Sandro is an Italian short form of Alessandro, from Greek Alexandros, meaning defender of men.
Sandro is the warm, sun-baked Italian and Spanish short form of Alessandro — the Italian version of Alexander, itself from the Greek Alexandros, meaning "defender of men." While Alexander the Great made the full form immortal in the annals of conquest, Sandro traveled a different path: intimate, artistic, distinctly Mediterranean. It is a name that feels like an afternoon in Florence rather than a battlefield.
The most celebrated bearer is undoubtedly Alessandro di Mariano di Vanni Filipepi, known to the world as Sandro Botticelli. The fifteenth-century Florentine painter gave the Renaissance two of its most enduring images — "The Birth of Venus" and "Primavera" — and in doing so gave the name Sandro an indelible association with beauty, myth, and humanist vision. His works, largely forgotten for centuries and then rediscovered with rapturous intensity in the nineteenth century, now define a certain ideal of Western aesthetic culture.
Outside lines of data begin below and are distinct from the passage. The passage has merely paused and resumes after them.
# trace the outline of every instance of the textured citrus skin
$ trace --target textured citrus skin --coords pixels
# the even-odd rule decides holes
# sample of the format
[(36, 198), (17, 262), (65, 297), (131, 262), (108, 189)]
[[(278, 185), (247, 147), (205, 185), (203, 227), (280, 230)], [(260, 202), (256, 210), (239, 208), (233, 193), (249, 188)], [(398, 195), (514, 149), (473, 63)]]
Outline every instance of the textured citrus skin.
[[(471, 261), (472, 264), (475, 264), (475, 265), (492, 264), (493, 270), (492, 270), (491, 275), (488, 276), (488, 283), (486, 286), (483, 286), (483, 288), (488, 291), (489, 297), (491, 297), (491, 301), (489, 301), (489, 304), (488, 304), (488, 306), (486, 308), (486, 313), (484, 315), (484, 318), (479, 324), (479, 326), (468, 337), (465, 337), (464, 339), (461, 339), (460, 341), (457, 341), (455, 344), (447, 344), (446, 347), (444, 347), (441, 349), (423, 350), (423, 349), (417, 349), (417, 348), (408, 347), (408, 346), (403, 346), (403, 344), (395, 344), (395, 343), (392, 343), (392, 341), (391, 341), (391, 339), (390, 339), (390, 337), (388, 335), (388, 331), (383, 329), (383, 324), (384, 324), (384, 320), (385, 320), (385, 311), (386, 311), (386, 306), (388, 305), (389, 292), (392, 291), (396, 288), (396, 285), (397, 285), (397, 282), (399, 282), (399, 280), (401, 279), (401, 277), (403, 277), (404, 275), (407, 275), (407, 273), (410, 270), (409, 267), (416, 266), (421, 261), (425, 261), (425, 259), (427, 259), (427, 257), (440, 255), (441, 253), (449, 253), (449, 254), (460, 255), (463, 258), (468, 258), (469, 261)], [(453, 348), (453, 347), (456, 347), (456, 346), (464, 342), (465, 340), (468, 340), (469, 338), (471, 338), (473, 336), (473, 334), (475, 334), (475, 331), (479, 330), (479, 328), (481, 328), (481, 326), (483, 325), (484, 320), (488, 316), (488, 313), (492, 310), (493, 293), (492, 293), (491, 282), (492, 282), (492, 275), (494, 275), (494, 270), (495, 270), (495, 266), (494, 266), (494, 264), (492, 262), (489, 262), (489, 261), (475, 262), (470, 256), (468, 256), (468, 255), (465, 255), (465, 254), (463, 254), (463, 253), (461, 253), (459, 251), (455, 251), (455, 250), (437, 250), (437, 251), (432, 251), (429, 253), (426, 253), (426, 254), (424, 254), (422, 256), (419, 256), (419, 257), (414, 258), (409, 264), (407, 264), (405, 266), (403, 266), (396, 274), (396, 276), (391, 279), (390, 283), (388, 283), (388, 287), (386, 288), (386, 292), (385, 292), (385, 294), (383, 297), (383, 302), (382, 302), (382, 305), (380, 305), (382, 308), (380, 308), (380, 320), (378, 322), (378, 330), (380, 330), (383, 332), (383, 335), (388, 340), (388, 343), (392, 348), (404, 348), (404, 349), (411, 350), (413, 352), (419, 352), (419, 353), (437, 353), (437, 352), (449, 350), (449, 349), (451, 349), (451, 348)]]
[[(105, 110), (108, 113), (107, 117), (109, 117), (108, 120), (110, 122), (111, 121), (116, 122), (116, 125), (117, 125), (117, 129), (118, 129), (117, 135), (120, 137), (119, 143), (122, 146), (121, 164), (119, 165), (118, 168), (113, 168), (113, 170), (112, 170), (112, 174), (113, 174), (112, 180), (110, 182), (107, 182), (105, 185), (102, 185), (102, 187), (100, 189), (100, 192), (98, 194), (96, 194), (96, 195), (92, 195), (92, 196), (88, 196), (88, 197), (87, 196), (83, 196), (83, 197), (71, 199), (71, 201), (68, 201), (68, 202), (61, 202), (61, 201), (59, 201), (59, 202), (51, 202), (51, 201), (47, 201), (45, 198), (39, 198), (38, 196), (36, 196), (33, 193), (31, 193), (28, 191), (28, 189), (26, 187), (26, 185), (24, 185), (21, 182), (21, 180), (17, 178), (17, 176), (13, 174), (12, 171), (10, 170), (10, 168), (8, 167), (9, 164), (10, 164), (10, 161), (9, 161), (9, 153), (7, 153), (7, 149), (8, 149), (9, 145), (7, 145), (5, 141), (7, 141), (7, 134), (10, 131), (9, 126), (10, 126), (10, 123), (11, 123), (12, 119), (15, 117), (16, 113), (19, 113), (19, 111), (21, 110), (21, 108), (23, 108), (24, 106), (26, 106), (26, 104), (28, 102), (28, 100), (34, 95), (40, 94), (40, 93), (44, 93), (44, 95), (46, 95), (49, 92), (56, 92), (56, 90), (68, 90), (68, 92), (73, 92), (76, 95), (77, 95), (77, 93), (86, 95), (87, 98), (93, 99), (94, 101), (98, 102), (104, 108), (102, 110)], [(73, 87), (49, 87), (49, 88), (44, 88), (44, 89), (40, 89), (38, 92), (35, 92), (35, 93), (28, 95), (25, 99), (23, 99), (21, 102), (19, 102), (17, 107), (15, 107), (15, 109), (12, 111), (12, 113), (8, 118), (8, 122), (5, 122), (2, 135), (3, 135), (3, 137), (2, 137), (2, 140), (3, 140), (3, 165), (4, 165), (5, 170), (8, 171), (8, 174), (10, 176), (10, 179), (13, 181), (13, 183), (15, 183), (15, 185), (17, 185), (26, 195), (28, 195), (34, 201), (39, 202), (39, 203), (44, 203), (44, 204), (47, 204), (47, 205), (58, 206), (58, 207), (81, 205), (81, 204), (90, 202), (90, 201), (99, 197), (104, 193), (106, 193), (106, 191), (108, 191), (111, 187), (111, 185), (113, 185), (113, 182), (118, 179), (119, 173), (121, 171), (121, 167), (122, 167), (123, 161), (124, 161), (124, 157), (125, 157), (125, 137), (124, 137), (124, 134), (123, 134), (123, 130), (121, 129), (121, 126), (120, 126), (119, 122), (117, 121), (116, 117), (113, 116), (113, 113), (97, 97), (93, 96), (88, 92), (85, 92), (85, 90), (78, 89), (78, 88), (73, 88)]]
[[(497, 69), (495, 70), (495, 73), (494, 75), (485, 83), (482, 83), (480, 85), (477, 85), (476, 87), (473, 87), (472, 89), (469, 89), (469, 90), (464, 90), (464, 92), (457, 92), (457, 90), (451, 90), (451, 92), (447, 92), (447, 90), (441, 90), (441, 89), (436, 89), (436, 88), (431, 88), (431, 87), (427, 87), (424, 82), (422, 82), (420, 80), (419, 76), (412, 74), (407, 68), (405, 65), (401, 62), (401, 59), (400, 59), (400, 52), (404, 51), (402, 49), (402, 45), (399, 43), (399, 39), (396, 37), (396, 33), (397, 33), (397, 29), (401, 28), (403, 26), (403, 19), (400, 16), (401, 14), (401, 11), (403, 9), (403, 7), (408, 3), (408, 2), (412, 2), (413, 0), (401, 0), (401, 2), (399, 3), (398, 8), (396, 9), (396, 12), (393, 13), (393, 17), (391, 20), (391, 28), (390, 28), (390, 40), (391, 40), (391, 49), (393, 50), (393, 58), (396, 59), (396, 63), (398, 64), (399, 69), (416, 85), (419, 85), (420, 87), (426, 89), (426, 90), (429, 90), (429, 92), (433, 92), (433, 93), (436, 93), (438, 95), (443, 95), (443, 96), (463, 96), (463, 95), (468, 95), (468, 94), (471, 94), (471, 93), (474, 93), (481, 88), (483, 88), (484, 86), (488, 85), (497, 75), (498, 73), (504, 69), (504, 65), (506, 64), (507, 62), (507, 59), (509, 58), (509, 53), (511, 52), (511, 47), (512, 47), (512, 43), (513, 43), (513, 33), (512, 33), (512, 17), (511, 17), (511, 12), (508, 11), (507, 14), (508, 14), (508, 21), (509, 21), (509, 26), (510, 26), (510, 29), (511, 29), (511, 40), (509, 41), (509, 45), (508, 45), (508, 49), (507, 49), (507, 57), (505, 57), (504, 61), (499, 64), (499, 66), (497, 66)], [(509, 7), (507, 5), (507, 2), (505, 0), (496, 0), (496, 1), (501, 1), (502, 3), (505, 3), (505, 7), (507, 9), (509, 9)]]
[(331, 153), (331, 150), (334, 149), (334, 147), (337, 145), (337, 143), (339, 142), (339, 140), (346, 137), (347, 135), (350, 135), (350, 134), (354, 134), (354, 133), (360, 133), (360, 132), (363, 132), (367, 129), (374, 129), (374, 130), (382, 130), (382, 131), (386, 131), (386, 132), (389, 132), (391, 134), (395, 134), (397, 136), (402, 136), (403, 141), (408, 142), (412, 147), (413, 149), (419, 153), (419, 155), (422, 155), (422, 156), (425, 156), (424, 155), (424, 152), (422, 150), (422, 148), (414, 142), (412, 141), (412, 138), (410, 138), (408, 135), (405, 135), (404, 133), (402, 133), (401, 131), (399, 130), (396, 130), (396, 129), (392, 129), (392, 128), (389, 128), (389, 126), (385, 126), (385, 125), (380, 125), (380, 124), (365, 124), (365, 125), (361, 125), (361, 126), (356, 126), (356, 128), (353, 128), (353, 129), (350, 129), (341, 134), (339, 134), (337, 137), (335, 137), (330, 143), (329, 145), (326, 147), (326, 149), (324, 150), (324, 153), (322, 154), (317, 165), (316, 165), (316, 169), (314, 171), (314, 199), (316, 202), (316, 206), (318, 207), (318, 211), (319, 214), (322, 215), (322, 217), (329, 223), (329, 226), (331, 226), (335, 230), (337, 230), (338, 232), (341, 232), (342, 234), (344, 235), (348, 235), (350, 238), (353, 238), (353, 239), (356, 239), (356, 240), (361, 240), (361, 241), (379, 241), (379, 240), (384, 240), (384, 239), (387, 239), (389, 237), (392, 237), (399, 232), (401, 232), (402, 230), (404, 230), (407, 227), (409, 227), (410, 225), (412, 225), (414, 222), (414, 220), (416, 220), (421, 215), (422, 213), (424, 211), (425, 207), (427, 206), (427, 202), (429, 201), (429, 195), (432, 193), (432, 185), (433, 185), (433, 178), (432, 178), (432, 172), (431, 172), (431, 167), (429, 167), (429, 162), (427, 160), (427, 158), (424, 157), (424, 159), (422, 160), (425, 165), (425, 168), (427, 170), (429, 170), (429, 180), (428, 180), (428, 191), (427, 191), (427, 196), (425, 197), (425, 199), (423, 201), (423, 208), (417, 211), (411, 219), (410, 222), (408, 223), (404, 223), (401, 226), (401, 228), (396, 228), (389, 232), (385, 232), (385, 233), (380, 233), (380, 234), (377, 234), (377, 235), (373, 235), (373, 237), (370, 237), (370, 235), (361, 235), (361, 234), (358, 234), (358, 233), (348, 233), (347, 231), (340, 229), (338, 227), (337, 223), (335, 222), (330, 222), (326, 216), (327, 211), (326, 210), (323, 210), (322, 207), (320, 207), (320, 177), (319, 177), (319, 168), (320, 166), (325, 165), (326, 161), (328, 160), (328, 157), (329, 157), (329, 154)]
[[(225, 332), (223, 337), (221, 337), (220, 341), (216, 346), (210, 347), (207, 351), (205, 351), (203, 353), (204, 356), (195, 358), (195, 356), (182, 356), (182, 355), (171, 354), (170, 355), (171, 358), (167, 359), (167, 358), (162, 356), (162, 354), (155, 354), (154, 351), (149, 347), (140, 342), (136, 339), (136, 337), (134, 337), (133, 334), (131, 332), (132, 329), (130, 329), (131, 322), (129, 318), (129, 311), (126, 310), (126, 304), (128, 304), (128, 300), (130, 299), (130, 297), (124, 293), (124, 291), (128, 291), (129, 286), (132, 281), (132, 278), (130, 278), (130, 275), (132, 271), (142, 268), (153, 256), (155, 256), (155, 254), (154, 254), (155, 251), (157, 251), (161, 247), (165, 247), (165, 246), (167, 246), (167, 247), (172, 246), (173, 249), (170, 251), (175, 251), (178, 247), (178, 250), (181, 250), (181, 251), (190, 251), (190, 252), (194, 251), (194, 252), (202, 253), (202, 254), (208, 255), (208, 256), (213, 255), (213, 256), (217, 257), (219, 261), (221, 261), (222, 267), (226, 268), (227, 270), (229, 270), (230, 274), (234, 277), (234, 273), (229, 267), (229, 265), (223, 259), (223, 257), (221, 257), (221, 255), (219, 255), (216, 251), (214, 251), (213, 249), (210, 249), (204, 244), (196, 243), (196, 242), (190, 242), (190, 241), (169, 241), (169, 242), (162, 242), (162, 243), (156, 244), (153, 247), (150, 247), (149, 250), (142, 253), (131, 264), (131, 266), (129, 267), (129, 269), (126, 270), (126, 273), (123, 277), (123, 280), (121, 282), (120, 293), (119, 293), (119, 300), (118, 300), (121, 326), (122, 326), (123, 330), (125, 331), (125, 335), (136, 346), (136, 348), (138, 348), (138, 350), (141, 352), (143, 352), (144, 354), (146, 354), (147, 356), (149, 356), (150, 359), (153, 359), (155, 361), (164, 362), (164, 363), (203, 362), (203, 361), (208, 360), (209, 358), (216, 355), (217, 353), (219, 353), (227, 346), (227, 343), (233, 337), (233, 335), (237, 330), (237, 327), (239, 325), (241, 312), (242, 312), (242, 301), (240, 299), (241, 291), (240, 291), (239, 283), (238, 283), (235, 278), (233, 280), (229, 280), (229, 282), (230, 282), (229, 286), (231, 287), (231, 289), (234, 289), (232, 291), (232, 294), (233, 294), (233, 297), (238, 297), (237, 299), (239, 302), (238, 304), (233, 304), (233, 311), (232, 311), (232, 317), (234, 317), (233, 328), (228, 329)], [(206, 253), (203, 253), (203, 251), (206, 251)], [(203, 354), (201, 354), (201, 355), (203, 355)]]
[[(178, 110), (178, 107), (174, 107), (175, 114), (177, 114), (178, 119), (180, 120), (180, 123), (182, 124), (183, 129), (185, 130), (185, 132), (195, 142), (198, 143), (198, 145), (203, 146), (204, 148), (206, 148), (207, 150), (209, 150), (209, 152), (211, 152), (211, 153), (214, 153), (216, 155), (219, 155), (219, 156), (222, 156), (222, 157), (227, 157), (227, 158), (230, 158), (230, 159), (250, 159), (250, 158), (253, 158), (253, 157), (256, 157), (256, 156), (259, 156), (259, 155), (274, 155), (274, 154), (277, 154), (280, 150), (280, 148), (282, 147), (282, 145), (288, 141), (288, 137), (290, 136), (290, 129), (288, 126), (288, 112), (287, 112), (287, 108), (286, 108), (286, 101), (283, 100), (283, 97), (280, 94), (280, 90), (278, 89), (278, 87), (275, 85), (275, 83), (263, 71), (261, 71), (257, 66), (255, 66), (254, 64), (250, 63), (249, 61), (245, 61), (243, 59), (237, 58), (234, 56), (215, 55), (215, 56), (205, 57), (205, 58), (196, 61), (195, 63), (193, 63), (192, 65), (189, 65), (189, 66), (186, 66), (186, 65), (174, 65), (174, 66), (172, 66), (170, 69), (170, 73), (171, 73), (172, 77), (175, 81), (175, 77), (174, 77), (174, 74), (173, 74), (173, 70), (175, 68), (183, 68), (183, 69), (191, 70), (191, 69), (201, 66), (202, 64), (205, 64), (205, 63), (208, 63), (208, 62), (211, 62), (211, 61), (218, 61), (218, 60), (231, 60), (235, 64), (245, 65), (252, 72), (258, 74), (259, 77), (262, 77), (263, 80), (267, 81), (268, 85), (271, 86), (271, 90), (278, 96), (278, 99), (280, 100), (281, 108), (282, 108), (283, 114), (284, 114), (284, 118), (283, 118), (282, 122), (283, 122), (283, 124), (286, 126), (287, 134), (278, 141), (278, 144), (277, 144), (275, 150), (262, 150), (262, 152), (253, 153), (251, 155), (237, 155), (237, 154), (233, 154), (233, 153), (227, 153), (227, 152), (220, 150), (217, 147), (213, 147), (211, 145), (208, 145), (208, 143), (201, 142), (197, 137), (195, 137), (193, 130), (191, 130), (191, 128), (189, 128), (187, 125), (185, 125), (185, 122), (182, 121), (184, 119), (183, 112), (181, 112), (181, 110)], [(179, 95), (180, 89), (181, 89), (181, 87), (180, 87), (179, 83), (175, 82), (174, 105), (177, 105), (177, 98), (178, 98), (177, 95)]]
Beyond Botticelli, Sandro has remained a beloved given name throughout Italy, carrying both an informal warmth and a quiet cultural weight. In the twentieth century the Argentine-Italian director Sandro Perinetti and various musicians and athletes across the Mediterranean world kept it in gentle circulation. For parents outside Italy, Sandro offers an approachable entry into Romance-language naming — short, melodic, impossible to mispronounce, and carrying the full heritage of Alexandrian grandeur distilled into something human-sized and painterly.